SymPy

PSyclone uses the symbolic maths package “SymPy” for comparing expressions symbolically, e.g. a comparison like i+j > i+j-1 will be evaluated to be true.

The SymPy package is wrapped in the PSyclone class SymbolicMaths:

class psyclone.core.SymbolicMaths[source]

A wrapper around the symbolic maths package ‘sympy’. It provides convenience functions for PSyclone. It has a Singleton access, e.g.:

>>> from psyclone.psyir.backend.fortran import FortranWriter
>>> from psyclone.core import SymbolicMaths
>>> sympy = SymbolicMaths.get()
>>> # Assume lhs is the PSyIR of 'i+j', and rhs is 'j+i'
>>> if sympy.equal(lhs, rhs):
...     writer = FortranWriter()
...     print(f"'{writer(lhs)}' and '{writer(rhs)}' are equal.")
'i + j' and 'j + i' are equal.
static equal(exp1, exp2)[source]

Test if the two PSyIR expressions are symbolically equivalent.

Parameters:

  • exp1 (psyclone.psyir.nodes.Node) – the first expression to be compared.

  • exp2 (psyclone.psyir.nodes.Node) – the second expression to be compared.

Returns:

whether the two expressions are mathematically identical.

Return type:

bool

static expand(expr)[source]

Expand a PSyIR expression. This is done by converting the PSyIR expression to a sympy expression, applying the expansion operation and then converting the resultant output back into PSyIR.

Currently does not work if the PSyIR expression contains Range nodes, see issue #1655.

Parameters:

expr (psyclone.psyir.nodes.Node) – the expression to be expanded.

static get()[source]

Static function that creates (if necessary) and returns the singleton SymbolicMaths instance.

Returns:

the instance of the symbolic maths class.

Return type:

psyclone.core.SymbolicMaths

static never_equal(exp1, exp2)[source]

Returns if the given SymPy expressions are guaranteed to be different regardless of the values of symbolic variables. E.g. n-1 and n are always different, but 5 and n are not always different.

Parameters:

  • exp1 (psyclone.psyir.nodes.Node) – the first expression to be compared.

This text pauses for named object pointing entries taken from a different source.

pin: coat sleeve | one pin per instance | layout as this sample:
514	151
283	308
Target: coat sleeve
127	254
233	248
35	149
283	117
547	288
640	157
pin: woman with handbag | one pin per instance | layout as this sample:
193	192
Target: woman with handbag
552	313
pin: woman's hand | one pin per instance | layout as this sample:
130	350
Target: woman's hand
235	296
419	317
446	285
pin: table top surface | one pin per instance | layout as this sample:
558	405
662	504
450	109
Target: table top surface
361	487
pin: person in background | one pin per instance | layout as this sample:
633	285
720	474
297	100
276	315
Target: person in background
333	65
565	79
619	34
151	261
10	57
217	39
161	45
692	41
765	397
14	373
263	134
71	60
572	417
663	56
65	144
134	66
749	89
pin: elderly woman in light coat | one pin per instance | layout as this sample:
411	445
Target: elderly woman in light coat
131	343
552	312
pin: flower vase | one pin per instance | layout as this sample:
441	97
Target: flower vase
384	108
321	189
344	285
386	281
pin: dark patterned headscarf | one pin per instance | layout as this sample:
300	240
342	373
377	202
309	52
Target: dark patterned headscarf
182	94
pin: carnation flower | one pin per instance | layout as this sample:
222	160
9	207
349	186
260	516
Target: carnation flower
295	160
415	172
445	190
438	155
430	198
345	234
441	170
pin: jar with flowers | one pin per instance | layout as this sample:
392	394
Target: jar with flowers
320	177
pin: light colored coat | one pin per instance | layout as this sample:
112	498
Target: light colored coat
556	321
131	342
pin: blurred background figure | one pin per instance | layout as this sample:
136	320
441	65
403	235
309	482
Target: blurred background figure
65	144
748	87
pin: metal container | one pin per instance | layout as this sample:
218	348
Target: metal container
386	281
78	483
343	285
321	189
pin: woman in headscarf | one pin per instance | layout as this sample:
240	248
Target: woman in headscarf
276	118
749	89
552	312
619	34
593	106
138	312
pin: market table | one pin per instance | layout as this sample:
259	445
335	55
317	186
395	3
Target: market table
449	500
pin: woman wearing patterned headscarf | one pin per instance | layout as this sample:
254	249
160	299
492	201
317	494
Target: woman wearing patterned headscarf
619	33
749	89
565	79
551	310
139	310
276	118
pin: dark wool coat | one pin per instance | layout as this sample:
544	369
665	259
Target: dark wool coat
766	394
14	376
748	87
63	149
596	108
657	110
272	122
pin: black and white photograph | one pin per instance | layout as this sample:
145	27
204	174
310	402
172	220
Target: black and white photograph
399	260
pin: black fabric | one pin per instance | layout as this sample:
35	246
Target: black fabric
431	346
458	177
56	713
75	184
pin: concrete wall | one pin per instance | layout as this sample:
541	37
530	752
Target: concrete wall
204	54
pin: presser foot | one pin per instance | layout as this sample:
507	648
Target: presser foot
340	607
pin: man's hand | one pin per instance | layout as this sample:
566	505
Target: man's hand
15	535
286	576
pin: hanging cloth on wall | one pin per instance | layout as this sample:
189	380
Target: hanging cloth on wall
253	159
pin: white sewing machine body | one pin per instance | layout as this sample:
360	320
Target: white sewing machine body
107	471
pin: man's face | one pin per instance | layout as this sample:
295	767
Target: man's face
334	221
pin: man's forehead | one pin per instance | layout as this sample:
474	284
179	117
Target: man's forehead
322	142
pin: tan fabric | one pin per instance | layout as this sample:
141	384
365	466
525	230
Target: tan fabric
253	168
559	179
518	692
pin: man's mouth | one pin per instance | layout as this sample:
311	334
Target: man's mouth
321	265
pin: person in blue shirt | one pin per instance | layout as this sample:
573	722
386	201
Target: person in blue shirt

  • exp2 (psyclone.psyir.nodes.Node) – the second expression to be compared.

Returns:

whether or not the expressions are never equal.

Return type:

bool

static solve_equal_for(exp1, exp2, symbol)[source]

Returns all solutions of exp1==exp2, solved for the specified symbol. It restricts the solution domain to integer values. If there is an infinite number of solutions, it returns the string ‘independent’, indicating that the solution of exp1==exp2 does not depend on the specified symbol. This is done to avoid that the SymPy instance representing an infinite set is used elsewhere in PSyclone (i.e. creating a dependency in other modules to SymPy). Otherwise a standard Python set is returned that stores the solutions.

Parameters:

  • exp1 (sympy.core.basic.Basic) – the first expression.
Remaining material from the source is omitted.